Because of these reasons, it is neither possible nor profitable for an individual firm to change the price of the product. Therefore, under perfect competition, the firm is a price taker and the industry is the price maker.​

CISCE: Class 12

Demand Curve of a Perfectly Competitive Firm Is Perfectly Elastic

Because the firm is a price taker, the price for it is fixed at the market‑determined level.

1. Meaning for the firm

  • At the given market price, the firm can sell any quantity it wants.
  • If it tries to charge even slightly more than the market price, buyers will shift to other firms.
  • So, at the market price, demand faced by the firm is infinite; at a higher price, it is zero.

2. Shape of the demand curve

  • The demand curve of the firm is a horizontal straight line at the level of market price.
  • It is drawn parallel to the X‑axis (quantity axis).
  • For the firm, this demand curve is also its Average Revenue (AR) curve and Marginal Revenue (MR) curve.
  • Therefore, under perfect competition:
    Price = AR = MR for the firm.

Thus, the firm’s demand curve under perfect competition is perfectly elastic (Ed = ∞).

CISCE: Class 12

Price taker vs Price maker

Basis Price taker (Perfect competition) Price maker (Monopoly/Imperfect)
Control over price No control; accepts market price Has control; can influence/fix price
Number of firms Very large Single or few large firms
Product type Homogeneous (identical) Often differentiated or unique
Demand curve (firm) Perfectly elastic (horizontal) Downward sloping
CISCE: Class 12

Real-Life Application

Imagine a large vegetable market (mandi):

  • Many sellers are selling the same type of tomatoes.
  • The common market price is ₹20 per kg.

Now consider one seller:

  • If this seller charges ₹22 per kg, buyers will go to other sellers who sell at ₹20.
  • If this seller charges ₹18 per kg, they earn less per kg, but they could already sell all their tomatoes at ₹20.
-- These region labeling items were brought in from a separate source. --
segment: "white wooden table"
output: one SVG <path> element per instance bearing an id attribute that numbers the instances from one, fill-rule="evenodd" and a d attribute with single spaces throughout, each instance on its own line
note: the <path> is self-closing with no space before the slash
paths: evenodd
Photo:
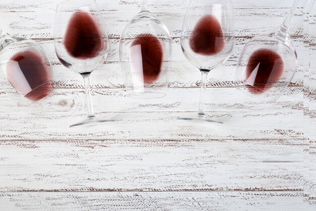
<path id="1" fill-rule="evenodd" d="M 0 25 L 38 41 L 56 76 L 54 103 L 19 108 L 0 91 L 0 210 L 316 210 L 316 89 L 306 71 L 302 13 L 293 21 L 299 68 L 277 103 L 256 101 L 233 82 L 244 45 L 279 25 L 293 0 L 233 1 L 236 46 L 209 75 L 207 93 L 208 112 L 223 125 L 177 120 L 195 112 L 200 82 L 180 46 L 187 1 L 148 1 L 169 29 L 175 62 L 167 96 L 138 100 L 126 96 L 118 43 L 141 1 L 98 0 L 111 45 L 106 62 L 91 75 L 92 98 L 98 115 L 116 121 L 88 129 L 68 127 L 86 108 L 81 76 L 55 52 L 61 2 L 0 3 Z"/>

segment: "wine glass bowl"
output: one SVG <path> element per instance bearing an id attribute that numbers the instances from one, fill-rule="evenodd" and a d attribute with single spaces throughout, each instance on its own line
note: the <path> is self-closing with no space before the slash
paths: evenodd
<path id="1" fill-rule="evenodd" d="M 70 127 L 89 126 L 113 120 L 94 115 L 89 77 L 102 64 L 109 52 L 104 20 L 94 0 L 68 0 L 56 10 L 54 29 L 55 50 L 61 63 L 83 78 L 87 117 Z"/>
<path id="2" fill-rule="evenodd" d="M 73 71 L 92 72 L 109 52 L 107 30 L 95 2 L 68 0 L 58 5 L 56 14 L 54 36 L 59 60 Z"/>
<path id="3" fill-rule="evenodd" d="M 32 40 L 8 34 L 0 35 L 0 43 L 2 87 L 10 98 L 25 106 L 51 96 L 54 74 L 41 47 Z"/>
<path id="4" fill-rule="evenodd" d="M 171 68 L 172 40 L 165 24 L 146 9 L 136 15 L 123 30 L 120 58 L 129 96 L 159 98 L 168 86 Z"/>
<path id="5" fill-rule="evenodd" d="M 243 92 L 267 102 L 275 102 L 293 78 L 297 57 L 284 29 L 253 37 L 243 49 L 235 80 Z"/>
<path id="6" fill-rule="evenodd" d="M 179 118 L 193 122 L 223 123 L 204 112 L 207 76 L 229 58 L 235 43 L 234 13 L 230 0 L 191 0 L 181 34 L 186 59 L 201 73 L 201 93 L 197 114 Z"/>
<path id="7" fill-rule="evenodd" d="M 181 48 L 195 67 L 211 70 L 224 64 L 234 48 L 233 9 L 228 3 L 197 2 L 187 9 L 181 35 Z"/>
<path id="8" fill-rule="evenodd" d="M 235 81 L 240 90 L 267 102 L 275 102 L 292 80 L 297 55 L 290 36 L 291 19 L 301 0 L 295 0 L 285 21 L 272 33 L 251 38 L 238 60 Z"/>

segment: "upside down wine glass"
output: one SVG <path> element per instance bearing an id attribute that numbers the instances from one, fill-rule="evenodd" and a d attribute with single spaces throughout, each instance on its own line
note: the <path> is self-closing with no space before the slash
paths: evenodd
<path id="1" fill-rule="evenodd" d="M 208 73 L 229 58 L 235 43 L 234 15 L 230 0 L 191 0 L 181 35 L 182 51 L 201 71 L 201 93 L 197 114 L 179 119 L 223 123 L 204 112 Z"/>
<path id="2" fill-rule="evenodd" d="M 53 95 L 53 80 L 50 63 L 38 44 L 0 28 L 0 83 L 11 99 L 19 106 L 46 101 Z"/>
<path id="3" fill-rule="evenodd" d="M 68 0 L 58 5 L 55 23 L 56 54 L 62 64 L 83 77 L 88 116 L 71 125 L 92 125 L 111 121 L 97 118 L 93 113 L 89 77 L 102 64 L 109 52 L 104 20 L 94 0 Z"/>
<path id="4" fill-rule="evenodd" d="M 245 45 L 238 60 L 235 82 L 240 90 L 266 102 L 275 102 L 293 78 L 297 55 L 290 37 L 296 0 L 283 23 L 275 31 L 255 36 Z"/>

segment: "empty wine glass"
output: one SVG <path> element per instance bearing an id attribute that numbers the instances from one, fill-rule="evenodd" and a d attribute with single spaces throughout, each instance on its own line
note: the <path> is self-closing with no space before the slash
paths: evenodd
<path id="1" fill-rule="evenodd" d="M 164 23 L 148 10 L 141 11 L 126 26 L 120 40 L 120 58 L 129 96 L 162 97 L 171 66 L 172 41 Z"/>
<path id="2" fill-rule="evenodd" d="M 19 106 L 42 101 L 52 94 L 54 75 L 41 47 L 1 28 L 0 69 L 2 88 Z"/>
<path id="3" fill-rule="evenodd" d="M 89 82 L 90 73 L 102 64 L 109 52 L 107 30 L 96 3 L 68 0 L 59 4 L 54 36 L 58 59 L 65 67 L 81 75 L 85 86 L 88 116 L 70 127 L 111 121 L 95 117 Z"/>
<path id="4" fill-rule="evenodd" d="M 300 2 L 296 0 L 283 23 L 274 32 L 255 36 L 244 47 L 235 80 L 241 91 L 267 102 L 275 102 L 293 78 L 297 55 L 290 37 L 291 18 Z"/>
<path id="5" fill-rule="evenodd" d="M 199 110 L 180 119 L 223 123 L 204 112 L 208 73 L 229 58 L 235 43 L 234 14 L 230 0 L 191 0 L 183 22 L 181 47 L 189 61 L 202 74 Z"/>

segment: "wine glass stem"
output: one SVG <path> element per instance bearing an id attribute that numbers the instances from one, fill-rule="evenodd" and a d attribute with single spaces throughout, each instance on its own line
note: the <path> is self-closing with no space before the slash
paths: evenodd
<path id="1" fill-rule="evenodd" d="M 295 1 L 294 4 L 292 6 L 291 10 L 288 14 L 286 18 L 285 18 L 285 20 L 284 20 L 284 22 L 283 22 L 283 25 L 288 28 L 290 26 L 290 24 L 291 24 L 291 20 L 294 14 L 294 12 L 297 9 L 297 6 L 300 1 L 300 0 Z"/>
<path id="2" fill-rule="evenodd" d="M 201 94 L 200 95 L 200 103 L 198 108 L 198 114 L 204 115 L 204 100 L 205 99 L 205 93 L 206 89 L 206 82 L 207 81 L 207 74 L 208 71 L 201 70 L 202 78 L 201 80 Z"/>
<path id="3" fill-rule="evenodd" d="M 143 0 L 143 5 L 141 8 L 142 11 L 148 11 L 148 3 L 147 0 Z"/>
<path id="4" fill-rule="evenodd" d="M 92 99 L 91 96 L 91 90 L 90 89 L 90 81 L 89 80 L 90 74 L 82 74 L 81 75 L 84 81 L 86 97 L 87 98 L 87 107 L 88 107 L 88 117 L 95 117 L 95 115 L 93 112 Z"/>

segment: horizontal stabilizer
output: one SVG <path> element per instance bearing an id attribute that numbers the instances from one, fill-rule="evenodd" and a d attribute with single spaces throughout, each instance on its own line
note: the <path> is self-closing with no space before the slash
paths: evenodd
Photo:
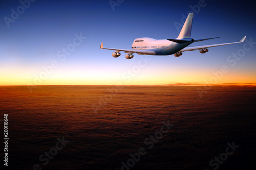
<path id="1" fill-rule="evenodd" d="M 196 39 L 196 40 L 195 40 L 194 42 L 198 42 L 198 41 L 204 41 L 204 40 L 208 40 L 208 39 L 215 39 L 215 38 L 220 38 L 220 37 L 215 37 L 215 38 L 206 38 L 206 39 Z"/>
So the seller has to accept ₹20 as given.
This seller is a price taker, just like a firm in a perfectly competitive market.

CISCE: Class 12

Key Points: Firm is a Price Taker, Not a Price Maker

  • Under perfect competition, price is determined by industry demand and supply, not by an individual firm.
  • The individual firm is a price taker; the industry is the price maker.
  • Products are homogeneous, and there are many small firms in the market.
  • The firm’s demand curve is perfectly elastic (horizontal) at the market price, so Price = AR = MR.
  • The firm can sell any quantity at the given price but cannot charge a higher price.